Un ronzio che fa alzare la testa, il cielo puntellato da migliaia di insetti indefiniti, mettiamo a fuoco: sono api. O vespe? Prima reazione, chiedere aiuto ai vigili del fuoco. Siamo in centro a Milano, e non ci si aspetta questa invasione. Gentilissimi, ci fanno inviare delle foto dello sciame che ormai si è messo comodo, scegliendo il gazebo sotto il glicine. E così ci dicono che senza dubbio sono api e non vespe. Un sollievo forse, ma anche un problema da risolvere: loro non intervengono in questi casi. Per convincere le api a sloggiare serve un apicoltore.
La soluzione è prendere un numero da internet e la fortuna ci assiste: il ‘salvatore’ si chiama Mauro Veca, titolare dell’omonima Apicoltura, è espertissimo e disponibile al soccorso. “Succede spesso in questo periodo dell’anno, diciamo da aprile a maggio, che ci siano degli sciami in giro – spiega – hanno seguito la regina. È il periodo riproduttivo”.
In città?
“Stanno molto meglio qui, ormai nelle campagne si usano troppi prodotti chimici per l’agricoltura”. Insomma tra i due mali è meglio lo smog delle auto.
Comunque la ‘sciamatura‘, cioè la partenza da una colonia di una regina seguita da una parte delle operaie, è un fenomeno del tutto naturale, parte del ciclo naturale delle api, e rappresenta il modo in cui l’alveare si riproduce. Quando raggiunge la sua dimensione massima, si divide, creando una nuova famiglia. L’ape regina che abbandona l’alveare non lascia orfani: lo fa solo qualche giorno prima che nasca la nuova regina.

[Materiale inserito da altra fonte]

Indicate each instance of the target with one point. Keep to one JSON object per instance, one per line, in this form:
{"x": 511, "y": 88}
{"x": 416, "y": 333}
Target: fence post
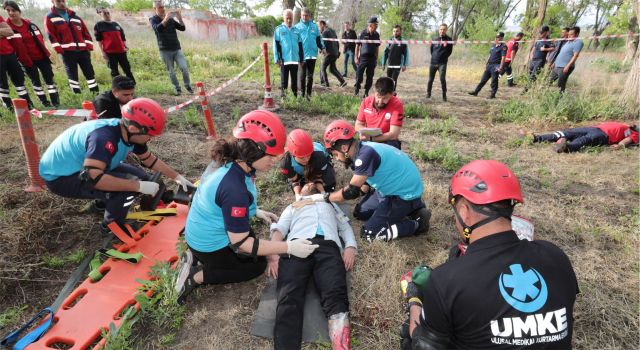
{"x": 204, "y": 102}
{"x": 89, "y": 106}
{"x": 267, "y": 104}
{"x": 29, "y": 144}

Veca ci dice che verrà nel tardo pomeriggio quando tutte le api si sono ‘poggiate’. Il momento arriva, e la curiosità prevale sul timore di una puntura: vogliamo vedere come le incanterà. Ha con sè un’arnia. Lui è da solo. E loro, le api, “sono almeno 30 mila“.
Come trentamila?
“Sì un’arnia può contenerne fino a 50 mila, non la riempiremo proprio tutta”. Si comincia. Prende un pezzo di iuta, “ma si può usare anche corteccia, fieno, cotone, sempre materiali non trattati”, gli dà fuoco e lo mette nell’affumicatore, il fumo che si sprigiona servirà per disorientarle. Poi prende dall’arnia un favo, è un telaio in legno con un foglio sottile di cera, che invoglia le api a costruire le note celle esagonali per contenere le larve della covata e per immagazzinare miele e polline. Lo avvicina all’alveare e lo tiene fermo finché non si ricopre totalmente di api. A quel punto lo ripone delicatamente nell’arnia e ripete l’operazione con un altro favo. Ce ne sono dieci da riempire, così andiamo avanti per un paio d’ore.

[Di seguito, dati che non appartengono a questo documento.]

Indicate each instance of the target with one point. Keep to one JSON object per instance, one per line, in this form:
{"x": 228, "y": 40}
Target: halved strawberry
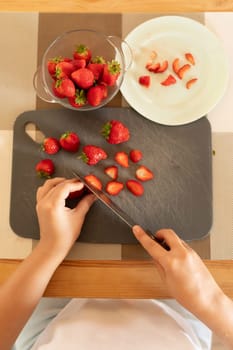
{"x": 191, "y": 82}
{"x": 135, "y": 155}
{"x": 182, "y": 70}
{"x": 144, "y": 80}
{"x": 45, "y": 168}
{"x": 115, "y": 132}
{"x": 135, "y": 187}
{"x": 176, "y": 65}
{"x": 94, "y": 181}
{"x": 91, "y": 154}
{"x": 112, "y": 171}
{"x": 189, "y": 57}
{"x": 162, "y": 67}
{"x": 122, "y": 159}
{"x": 82, "y": 52}
{"x": 114, "y": 187}
{"x": 170, "y": 80}
{"x": 50, "y": 145}
{"x": 144, "y": 174}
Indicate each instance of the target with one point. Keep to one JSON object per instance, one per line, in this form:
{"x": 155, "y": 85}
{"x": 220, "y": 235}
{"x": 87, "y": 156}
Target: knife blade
{"x": 116, "y": 209}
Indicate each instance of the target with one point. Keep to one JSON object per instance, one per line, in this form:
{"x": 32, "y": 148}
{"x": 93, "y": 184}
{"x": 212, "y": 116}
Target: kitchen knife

Le api sono tranquille ma quando l’apicoltore avvicina molto l’affumicatore iniziano a volare furiosamente, dando vita a una scena degna di un film di Hitchcock. A tranquillizzarci ci pensa Mauro, sia perché tutto questo lo fa a mani nude, mettendo la visiera solo in pochissimi momenti, sia perché ci spiega che finché “le api sono in uno sciame sono mansuete. Mentre una volta ‘a casa’, nell’arnia, diventano aggressive se ci si avvicina perché difendono il territorio. Non potrei mai fare questo stesso lavoro senza protezioni con un’arnia” precisa. A fine giornata, migliaia di api hanno ‘abboccato’. “Ma non sappiamo se l’ape regina è tra quelle rimaste fuori”.
Dunque che si fa?
“Vi lascio l’arnia per la notte, così se la regina è dentro, sentendo il suo richiamo arrivano anche le altre che sono rimaste in giro. E domani pomeriggio vengo a recuperare tutto”.
Il giorno dopo, si ricomincia daccapo. Alla simpatica regina piace molto il nostro terrazzo, lei e le api operose sono di nuovo tra fiori e foglie. Dopo altre tre ore, tra un’affumicata e una scrollata ai rami, sono ‘quasi’ tutte tornate nell’arnia. Che viene chiusa e portata in un posto dove staranno molto meglio: in una cascina medioevale nel Parco delle Cave. Li’ le nostre amiche, se si danno da fare, potranno ricambiare l’ospitalita’ con 50 chili di miele all’anno. Per dovere di cronaca, c’è da dire che un gruppetto sparuto di ‘scissioniste’ sono rimaste a farci compagnia, sul terrazzo.